Estando fregando los platos en la pila de su exiguo piso bonaerense sintió Dolores un pinchazo fulminante en el estómago que la ancló al suelo. Pero inmediatamente supo que ese dolor no era suyo. Allí, en la cocina verde techada de uralita, mientras seguía arrodillada intentando levantarse, comprendió que aquello no era más que el llanto de su nieta transformado. Dolores cubrió los ocho kilómetros que separaban su casa de la de su hija Mercedes en apenas veinte minutos gracias a una carrera de magnitudes imposibles. Antes de ver la casa gris y enjuta, Dolores oyó los gritos de su nieta que se hallaba en la cuna, sola y mojada tanto en lágrimas como en orina. Cuando la tomó en sus brazos, nunca olvidó la mirada que le lanzó tan llena de desamparo. Dolores le prometió que nunca más la abandonaría. Desde entonces, amanecieron por siempre juntas sin recibir jamás alegación alguna por parte de la madre y el padre que pronto se sintieron aliviados de la carga de aquel pequeño ser humano.
Poco tiempo después fue cuando, por fin, Lola y Celia desembarcaron juntas en una España en la que seguía vivo Franco. Al llegar a tierra, desahuciaron el barco en el que viajaron, se desconoce si fue hundido o desollado como pasto de astillero. Lo que puedo afirmar de buena mano es que su agonizante travesía causó una honda impresión en la pequeña “Celia a secas”. Porque la nieta de mi bisabuela Dolores no tenía ni apellidos ni documentación. Era del todo inexistente a ojos del orden civilizado. Todo ello por el insensato deseo de Mercedes de que su hija no fuera registrada con los apellidos de su marido legal, que no era Ernesto sino otro hombre del que nunca se supo más. Es por ello que Celia permanecía inédita. Y es junto a ella que la figura de Dolores se erigió como único testigo que daba fe de su existencia: era, a la vez, su testimonio, su refugio, su abuela y su madre. Esa mujer que había dejado atrás cinco hijos, un esposo, incontables desahucios, siete cambios de país, dos ludopatías ajenas y una única e inquebrantable amiga: la señora Élida, que permanece hoy en el mismo lugar en que compartía las penas de mujeres pobres con Dolores.

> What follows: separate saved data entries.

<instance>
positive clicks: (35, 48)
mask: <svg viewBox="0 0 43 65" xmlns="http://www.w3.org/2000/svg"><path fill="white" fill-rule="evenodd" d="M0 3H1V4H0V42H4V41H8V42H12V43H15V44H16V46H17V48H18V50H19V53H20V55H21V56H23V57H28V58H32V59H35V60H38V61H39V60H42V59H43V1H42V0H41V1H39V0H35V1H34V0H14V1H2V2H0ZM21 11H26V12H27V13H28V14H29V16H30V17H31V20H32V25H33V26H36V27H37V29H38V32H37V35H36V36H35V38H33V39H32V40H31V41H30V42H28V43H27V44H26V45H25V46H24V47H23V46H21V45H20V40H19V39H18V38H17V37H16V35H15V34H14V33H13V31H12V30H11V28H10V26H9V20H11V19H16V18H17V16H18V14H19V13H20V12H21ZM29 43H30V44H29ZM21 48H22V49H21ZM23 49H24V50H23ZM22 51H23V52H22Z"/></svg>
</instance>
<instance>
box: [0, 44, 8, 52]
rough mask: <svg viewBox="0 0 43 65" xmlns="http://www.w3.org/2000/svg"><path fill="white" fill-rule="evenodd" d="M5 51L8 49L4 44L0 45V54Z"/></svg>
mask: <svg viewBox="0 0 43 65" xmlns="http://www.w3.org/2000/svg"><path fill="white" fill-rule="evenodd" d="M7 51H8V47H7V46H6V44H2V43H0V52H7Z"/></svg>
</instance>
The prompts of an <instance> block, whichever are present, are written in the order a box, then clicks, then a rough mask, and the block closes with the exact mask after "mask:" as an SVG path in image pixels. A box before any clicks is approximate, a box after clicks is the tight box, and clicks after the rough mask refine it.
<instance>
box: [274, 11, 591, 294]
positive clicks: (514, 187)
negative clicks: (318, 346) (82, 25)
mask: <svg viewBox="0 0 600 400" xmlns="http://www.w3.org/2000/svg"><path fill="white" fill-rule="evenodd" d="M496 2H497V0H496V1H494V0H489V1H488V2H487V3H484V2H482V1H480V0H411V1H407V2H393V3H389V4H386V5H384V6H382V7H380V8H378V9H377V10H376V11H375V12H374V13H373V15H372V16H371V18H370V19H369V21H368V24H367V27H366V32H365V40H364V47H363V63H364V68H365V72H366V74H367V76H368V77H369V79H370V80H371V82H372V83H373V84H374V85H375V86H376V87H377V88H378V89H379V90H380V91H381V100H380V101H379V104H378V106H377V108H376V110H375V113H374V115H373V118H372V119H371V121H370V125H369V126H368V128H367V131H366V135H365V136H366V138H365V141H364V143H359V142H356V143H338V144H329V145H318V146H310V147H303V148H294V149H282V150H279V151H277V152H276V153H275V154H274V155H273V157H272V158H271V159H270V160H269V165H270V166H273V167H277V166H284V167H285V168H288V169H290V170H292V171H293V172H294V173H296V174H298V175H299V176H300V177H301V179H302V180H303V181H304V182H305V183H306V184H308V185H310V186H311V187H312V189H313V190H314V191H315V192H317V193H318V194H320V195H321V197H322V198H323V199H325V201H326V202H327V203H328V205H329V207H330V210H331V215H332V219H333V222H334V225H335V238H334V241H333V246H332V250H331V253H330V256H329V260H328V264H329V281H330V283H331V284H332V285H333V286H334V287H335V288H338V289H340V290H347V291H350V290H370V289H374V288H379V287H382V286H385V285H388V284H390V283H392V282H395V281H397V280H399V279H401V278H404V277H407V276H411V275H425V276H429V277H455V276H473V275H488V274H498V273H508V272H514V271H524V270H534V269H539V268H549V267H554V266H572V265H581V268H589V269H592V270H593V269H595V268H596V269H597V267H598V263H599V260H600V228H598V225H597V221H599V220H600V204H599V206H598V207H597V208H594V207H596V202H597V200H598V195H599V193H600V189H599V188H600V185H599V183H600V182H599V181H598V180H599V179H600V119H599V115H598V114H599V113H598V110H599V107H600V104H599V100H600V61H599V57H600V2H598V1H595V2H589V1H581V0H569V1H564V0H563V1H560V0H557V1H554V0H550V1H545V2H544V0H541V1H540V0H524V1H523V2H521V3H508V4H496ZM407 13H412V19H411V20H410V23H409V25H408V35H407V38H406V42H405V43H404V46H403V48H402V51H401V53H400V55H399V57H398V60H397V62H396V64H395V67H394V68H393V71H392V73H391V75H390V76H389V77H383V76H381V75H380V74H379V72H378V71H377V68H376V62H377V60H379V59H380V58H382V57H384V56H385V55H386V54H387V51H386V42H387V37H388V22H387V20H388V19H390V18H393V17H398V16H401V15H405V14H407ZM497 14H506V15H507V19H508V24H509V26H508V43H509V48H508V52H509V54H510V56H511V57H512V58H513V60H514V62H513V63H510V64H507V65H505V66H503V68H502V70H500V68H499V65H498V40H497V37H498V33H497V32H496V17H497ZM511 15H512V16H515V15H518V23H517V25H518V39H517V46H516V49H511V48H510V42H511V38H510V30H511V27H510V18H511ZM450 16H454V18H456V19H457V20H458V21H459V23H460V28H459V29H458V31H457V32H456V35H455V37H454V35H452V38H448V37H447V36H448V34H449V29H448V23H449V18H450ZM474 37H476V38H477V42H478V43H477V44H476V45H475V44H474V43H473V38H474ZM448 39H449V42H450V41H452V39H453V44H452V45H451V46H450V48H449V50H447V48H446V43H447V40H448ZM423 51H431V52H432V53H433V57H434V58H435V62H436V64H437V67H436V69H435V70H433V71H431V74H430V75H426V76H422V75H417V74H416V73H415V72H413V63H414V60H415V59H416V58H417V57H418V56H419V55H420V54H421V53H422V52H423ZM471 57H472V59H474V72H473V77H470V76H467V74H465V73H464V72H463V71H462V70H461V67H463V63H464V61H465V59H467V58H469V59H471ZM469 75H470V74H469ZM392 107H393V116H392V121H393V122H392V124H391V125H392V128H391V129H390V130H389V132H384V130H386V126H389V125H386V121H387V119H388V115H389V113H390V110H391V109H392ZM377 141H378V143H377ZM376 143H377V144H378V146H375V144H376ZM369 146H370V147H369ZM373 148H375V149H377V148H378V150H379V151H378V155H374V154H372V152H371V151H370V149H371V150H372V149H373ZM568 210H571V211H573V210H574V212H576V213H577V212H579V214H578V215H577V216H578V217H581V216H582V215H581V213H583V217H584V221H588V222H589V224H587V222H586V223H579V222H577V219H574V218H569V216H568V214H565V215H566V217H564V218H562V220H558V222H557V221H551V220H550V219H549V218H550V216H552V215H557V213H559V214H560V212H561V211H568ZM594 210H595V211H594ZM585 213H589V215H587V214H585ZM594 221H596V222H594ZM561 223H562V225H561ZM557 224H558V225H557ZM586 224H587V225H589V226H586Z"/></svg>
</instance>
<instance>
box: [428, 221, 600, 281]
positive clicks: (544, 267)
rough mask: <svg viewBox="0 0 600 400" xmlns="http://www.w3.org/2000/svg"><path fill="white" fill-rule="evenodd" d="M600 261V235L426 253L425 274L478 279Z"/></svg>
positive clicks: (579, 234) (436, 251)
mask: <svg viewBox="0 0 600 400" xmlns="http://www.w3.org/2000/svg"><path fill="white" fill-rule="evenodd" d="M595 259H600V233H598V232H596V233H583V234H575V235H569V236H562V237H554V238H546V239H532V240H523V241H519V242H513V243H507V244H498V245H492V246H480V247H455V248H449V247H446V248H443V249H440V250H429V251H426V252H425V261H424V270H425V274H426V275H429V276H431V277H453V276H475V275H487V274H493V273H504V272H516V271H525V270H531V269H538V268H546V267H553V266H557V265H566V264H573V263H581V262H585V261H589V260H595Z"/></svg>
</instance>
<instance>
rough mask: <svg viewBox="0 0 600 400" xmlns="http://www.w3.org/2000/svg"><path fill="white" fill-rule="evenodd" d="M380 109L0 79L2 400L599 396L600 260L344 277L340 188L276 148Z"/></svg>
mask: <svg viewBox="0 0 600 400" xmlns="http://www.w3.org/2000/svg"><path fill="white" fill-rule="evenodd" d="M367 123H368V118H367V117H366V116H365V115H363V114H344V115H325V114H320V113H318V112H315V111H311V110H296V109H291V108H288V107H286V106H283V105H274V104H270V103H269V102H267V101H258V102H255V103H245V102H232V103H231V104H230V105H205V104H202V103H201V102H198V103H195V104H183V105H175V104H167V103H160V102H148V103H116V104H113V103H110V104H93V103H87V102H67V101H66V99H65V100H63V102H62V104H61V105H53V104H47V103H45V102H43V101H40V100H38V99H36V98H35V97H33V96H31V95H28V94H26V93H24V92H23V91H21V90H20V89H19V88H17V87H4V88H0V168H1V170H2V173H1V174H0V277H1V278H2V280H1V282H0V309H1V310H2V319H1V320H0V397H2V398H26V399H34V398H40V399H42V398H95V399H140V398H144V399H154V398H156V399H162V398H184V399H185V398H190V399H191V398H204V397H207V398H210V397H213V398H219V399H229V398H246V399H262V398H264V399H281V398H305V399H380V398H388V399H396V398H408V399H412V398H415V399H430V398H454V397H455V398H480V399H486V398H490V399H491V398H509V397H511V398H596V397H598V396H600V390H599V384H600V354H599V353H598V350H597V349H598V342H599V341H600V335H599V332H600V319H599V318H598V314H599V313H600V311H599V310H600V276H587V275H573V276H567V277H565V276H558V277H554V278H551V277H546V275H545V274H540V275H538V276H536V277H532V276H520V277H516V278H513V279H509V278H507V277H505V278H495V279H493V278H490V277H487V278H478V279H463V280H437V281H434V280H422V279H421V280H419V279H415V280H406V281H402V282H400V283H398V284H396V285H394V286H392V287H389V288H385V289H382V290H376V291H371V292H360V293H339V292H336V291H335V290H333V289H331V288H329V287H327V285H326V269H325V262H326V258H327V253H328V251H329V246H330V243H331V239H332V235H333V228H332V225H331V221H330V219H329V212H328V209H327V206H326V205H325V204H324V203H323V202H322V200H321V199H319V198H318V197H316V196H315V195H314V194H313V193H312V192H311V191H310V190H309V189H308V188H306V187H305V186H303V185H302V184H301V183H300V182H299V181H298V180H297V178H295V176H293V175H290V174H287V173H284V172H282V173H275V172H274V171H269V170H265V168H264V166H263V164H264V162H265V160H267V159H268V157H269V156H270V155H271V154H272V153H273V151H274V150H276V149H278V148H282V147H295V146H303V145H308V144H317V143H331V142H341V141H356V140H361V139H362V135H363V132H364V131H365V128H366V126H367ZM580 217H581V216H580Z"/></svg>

Sentada, arruga sobre arruga, en su mecedora de madera. Subsumida por el dolor del tiempo y una soledad llena de voces. Cincuenta años después de la última vez que estuvieron juntas, ve aparecer frente a ella la figura de una mujer joven e inesperada que le pregunta:
– ¿Conoció usted a mi bisabuela Dolores? Vivió aquí al lado hace casi sesenta años.
Y así de golpe, se resquebraja la cicatriz de su ausencia desarmando a Élida en mil pedazos.
– Por supuesto… Era mi amiga.
Y en su frágil hilo de voz resonó la palabra “amiga” con una musicalidad ahogada y grave que revelaba el profundo alcance de la palabra. Su amistad durante tanta miseria debió ser un asidero afectivo imprescindible. Y empieza a llorar con los ojos cerrados, agarrándose a las lágrimas como si fueran una barca con la que navegar hasta los recuerdos de Dolores. Y cuanto más apretaba los ojos, más firmemente revivía las escenas compartidas: como aquella en la que consolaba a Lola porque su esposo había vuelto a perder dinero en el juego o había vuelto a agarrarse a otra falda. Y de tanta fuerza que hacía Élida apretando puños y párpados al unísono casi podía sentir en su mejilla la textura del jersey de ganchillo de Lola. Y así, durante un momento, queda fundida en un abrazo antiguo.
Desde el umbral decrépito de su casa centenaria vuelve a abrir los ojos solo para mirar alejarse para siempre a aquella mujer que le ha regalado con su presencia el último destello vivo de su amiga muerta. Era la hija de aquella nieta con la que marchó de vuelta a casa, que había ido hasta allí para contarle que su amiga llegó a España, que crió a la nieta que salvó un día y que hasta que murió siempre le habló de su amiga Élida bajo la luz naranja del toldo florido.